Si stima però che furono gli incendi a causare la morte di circa il 90% delle 105.000 persone che morirono a Tokyo e dintorni, nei giorni successivi al terremoto di magnitudo 7,9 del 1° settembre 1923.
Cosa scatenò questi enormi incendi?
Il terremoto del Kantō si verificò due minuti prima di mezzogiorno del 1° settembre, quando molte persone stavano accendendo le tradizionali pentole di cottura kamado e le griglie shichirin e hibachi, per cucinare il pranzo, secondo quanto informa 'ScienceDaily'.

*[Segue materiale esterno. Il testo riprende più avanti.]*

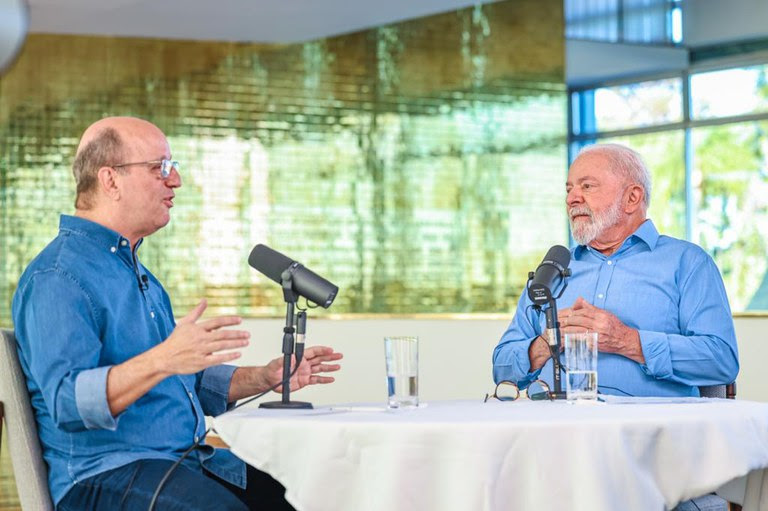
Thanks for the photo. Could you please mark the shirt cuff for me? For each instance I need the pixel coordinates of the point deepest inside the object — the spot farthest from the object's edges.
(214, 389)
(658, 362)
(91, 399)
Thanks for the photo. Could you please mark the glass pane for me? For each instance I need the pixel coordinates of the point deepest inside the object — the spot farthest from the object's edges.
(638, 104)
(747, 92)
(730, 180)
(664, 154)
(592, 19)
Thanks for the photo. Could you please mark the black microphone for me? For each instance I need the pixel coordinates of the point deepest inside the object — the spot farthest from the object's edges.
(305, 282)
(549, 274)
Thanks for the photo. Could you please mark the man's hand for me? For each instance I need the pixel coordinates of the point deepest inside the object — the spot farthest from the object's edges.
(247, 381)
(310, 368)
(193, 345)
(613, 336)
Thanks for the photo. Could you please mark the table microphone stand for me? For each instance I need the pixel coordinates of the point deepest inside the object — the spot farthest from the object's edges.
(553, 333)
(288, 342)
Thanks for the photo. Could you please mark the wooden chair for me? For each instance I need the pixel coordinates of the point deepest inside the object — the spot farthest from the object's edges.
(29, 468)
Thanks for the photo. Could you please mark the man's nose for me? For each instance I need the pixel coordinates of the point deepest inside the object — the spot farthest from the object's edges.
(574, 196)
(173, 180)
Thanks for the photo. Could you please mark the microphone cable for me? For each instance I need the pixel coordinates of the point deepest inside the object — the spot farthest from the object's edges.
(167, 475)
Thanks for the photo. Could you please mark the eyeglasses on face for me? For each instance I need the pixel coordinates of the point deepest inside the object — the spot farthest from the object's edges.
(165, 166)
(506, 390)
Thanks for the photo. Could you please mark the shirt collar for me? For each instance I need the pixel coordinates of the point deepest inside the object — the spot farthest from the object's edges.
(103, 236)
(646, 233)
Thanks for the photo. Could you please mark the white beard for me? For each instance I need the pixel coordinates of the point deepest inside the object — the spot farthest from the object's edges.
(586, 231)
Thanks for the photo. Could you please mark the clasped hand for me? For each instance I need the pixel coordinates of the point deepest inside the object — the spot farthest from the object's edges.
(613, 336)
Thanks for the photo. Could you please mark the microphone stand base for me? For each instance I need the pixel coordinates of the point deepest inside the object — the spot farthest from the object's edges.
(290, 405)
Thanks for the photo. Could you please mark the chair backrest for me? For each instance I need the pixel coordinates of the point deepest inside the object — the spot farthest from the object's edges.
(29, 468)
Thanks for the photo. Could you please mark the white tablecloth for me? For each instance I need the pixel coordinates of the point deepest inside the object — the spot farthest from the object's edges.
(460, 455)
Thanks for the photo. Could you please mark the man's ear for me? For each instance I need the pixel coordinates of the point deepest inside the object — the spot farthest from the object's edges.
(634, 198)
(108, 183)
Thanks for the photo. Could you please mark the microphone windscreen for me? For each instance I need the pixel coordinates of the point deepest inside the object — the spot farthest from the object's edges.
(560, 255)
(269, 262)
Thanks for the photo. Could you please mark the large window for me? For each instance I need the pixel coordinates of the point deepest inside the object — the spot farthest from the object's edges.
(708, 158)
(624, 21)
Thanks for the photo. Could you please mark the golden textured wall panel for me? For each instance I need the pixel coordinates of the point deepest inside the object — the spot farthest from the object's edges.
(419, 165)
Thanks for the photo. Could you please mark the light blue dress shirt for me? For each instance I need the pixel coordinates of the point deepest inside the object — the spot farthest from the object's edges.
(669, 290)
(80, 308)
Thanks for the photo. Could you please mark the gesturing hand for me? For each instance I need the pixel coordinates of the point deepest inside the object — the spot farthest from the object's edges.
(193, 345)
(311, 365)
(613, 336)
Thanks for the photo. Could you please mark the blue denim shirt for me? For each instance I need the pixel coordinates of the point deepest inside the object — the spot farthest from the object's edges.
(80, 309)
(669, 290)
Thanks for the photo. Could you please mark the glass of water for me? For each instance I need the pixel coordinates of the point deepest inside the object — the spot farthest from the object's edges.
(581, 366)
(402, 357)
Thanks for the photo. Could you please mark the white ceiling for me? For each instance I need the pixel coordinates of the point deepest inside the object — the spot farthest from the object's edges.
(273, 21)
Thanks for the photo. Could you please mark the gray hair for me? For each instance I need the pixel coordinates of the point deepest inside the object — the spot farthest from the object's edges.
(626, 163)
(105, 149)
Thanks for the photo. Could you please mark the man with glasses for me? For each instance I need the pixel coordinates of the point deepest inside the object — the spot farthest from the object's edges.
(120, 389)
(657, 303)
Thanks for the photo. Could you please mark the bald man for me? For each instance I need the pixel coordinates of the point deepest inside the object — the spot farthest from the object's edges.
(657, 303)
(119, 388)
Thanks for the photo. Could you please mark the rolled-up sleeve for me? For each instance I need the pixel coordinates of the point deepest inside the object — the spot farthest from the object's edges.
(213, 389)
(91, 398)
(704, 352)
(510, 357)
(60, 348)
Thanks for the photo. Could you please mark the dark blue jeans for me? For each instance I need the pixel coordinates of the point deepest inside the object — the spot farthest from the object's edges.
(131, 487)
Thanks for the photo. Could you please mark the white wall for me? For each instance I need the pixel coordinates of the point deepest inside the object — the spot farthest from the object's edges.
(707, 22)
(455, 356)
(588, 62)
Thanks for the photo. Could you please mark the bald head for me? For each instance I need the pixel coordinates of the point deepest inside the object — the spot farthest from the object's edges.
(625, 163)
(103, 144)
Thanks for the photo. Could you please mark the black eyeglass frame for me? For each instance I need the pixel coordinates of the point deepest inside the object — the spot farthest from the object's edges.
(547, 394)
(166, 166)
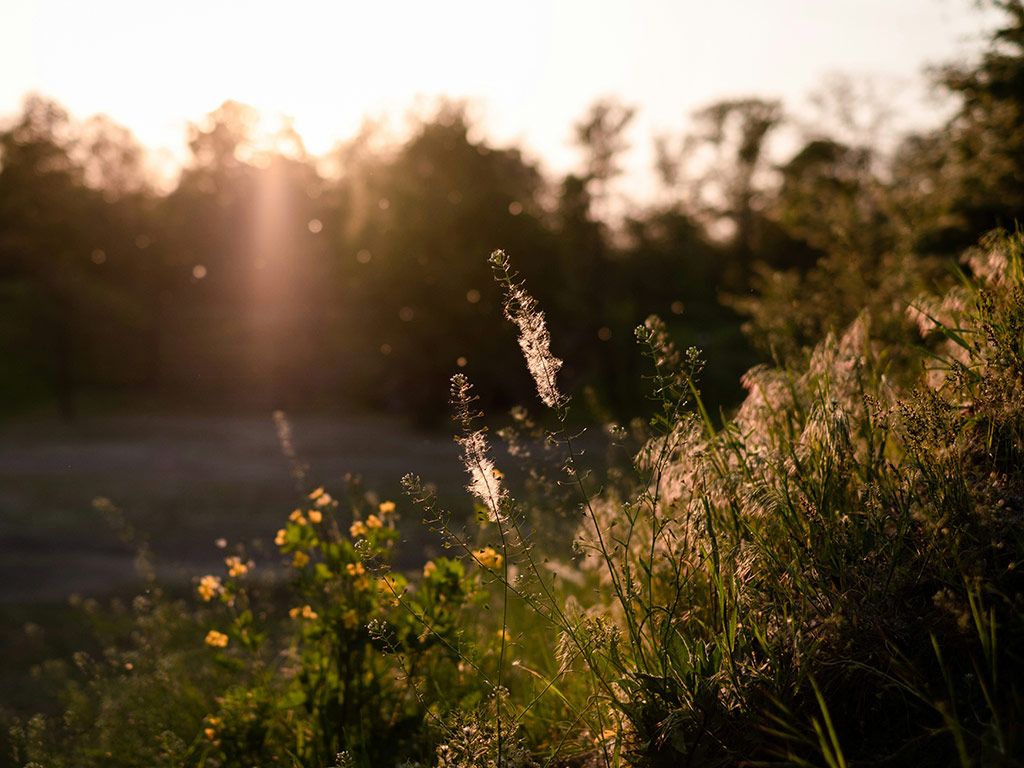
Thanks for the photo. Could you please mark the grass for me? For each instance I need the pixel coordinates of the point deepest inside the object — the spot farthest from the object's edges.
(828, 578)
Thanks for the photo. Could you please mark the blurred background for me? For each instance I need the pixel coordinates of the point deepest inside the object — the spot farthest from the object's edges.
(213, 211)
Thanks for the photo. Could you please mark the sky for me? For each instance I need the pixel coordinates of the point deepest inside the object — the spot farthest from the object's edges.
(529, 69)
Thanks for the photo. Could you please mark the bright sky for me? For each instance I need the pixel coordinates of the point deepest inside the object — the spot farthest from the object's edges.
(531, 68)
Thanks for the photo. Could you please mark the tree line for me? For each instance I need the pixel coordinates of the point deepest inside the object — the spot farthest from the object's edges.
(268, 278)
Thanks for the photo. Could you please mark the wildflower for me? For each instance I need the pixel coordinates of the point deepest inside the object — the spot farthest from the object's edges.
(389, 586)
(216, 639)
(209, 588)
(488, 558)
(305, 612)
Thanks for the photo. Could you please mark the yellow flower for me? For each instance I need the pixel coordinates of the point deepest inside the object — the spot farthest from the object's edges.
(216, 639)
(305, 611)
(487, 558)
(209, 588)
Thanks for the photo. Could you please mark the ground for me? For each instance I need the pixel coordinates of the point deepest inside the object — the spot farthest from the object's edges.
(182, 482)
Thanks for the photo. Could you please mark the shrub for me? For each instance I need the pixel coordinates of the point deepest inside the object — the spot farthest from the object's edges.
(832, 578)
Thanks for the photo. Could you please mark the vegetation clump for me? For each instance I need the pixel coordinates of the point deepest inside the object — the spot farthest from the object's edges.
(830, 577)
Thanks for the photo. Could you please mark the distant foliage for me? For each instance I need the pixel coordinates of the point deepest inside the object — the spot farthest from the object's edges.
(829, 578)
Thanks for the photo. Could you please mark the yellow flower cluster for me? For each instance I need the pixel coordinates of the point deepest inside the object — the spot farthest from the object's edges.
(487, 558)
(321, 498)
(209, 587)
(216, 639)
(305, 611)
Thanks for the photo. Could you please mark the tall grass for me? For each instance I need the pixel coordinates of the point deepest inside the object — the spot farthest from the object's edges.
(830, 577)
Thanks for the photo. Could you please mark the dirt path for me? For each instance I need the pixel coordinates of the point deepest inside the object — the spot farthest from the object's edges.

In una città costruita in gran parte con legno leggero e con case di carta, la caduta delle pentole e delle griglie alimentate da fiamma viva creò in poco tempo moltissimi focolai, che divamparono poi rapidamente per la prevalenza dell'uso del legno nelle strutture. I forti venti aiutarono nell'espansione delle fiamme, e la rottura delle condotte idriche a seguito del sisma ostacolò le azioni di spegnimento e i soccorsi antincendio.
I focolai presto si fusero in grandissimi fronti di fuoco che crearono un micro clima locale, con elevatissime temperature che alimentarono ulteriormente gli incendi al punto da creare vortici di fuoco. Il peggiore di questi enormi roghi si verificò in un'area dove molte persone si erano rifugiate, causando almeno 40.000 morti.
Gli allarmi inascoltati e la lezione da imparare
Il dramma non arrivò inaspettato. L'incendio seguito al terremoto era stato previsto nel 1905 da Imamura Akitsune, un assistente professore di sismologia all'Università Imperiale di Tokyo. Il docente aveva teorizzato un gap sismico nella regione (in sostanza, da molto tempo non si verificava nell'area un terremoto, nonostante in passato se ne fossero verificati altri con un tempo di ritorno minore), ed aveva suggerito la vicinanza di un grande terremoto.
Akitsune aveva avvertito del fatto che i cittadini di Tokyo non avrebbero avuto nessun posto dove ripararsi dagli incendi innescati da un terremoto, ed aveva suggerito misure come l’abolizione delle lanterne a cherosene e la creazione di aree che permettessero di spezzare la continuità degli edifici di legno, troppo vicini tra loro. Non venne ascoltato, e venne anzi deriso.
Dopo il disastro del 1923 nella città di Tokyo ed in altre parti del Giappone si è cominciato a costruire con un criterio "anti-incendio", limitando ad esempio la presenza del legno molto più diffusa prima. La pianificazione urbanistica dell'ultimo secolo, dopo il disastro del 1° settembre 1923, prevede inoltre la creazione di aree di evacuazione e di blocchi di edifici isolati, evitando una continuità edilizia che - in caso di incendio - rende più facile la rapida propagazione delle fiamme.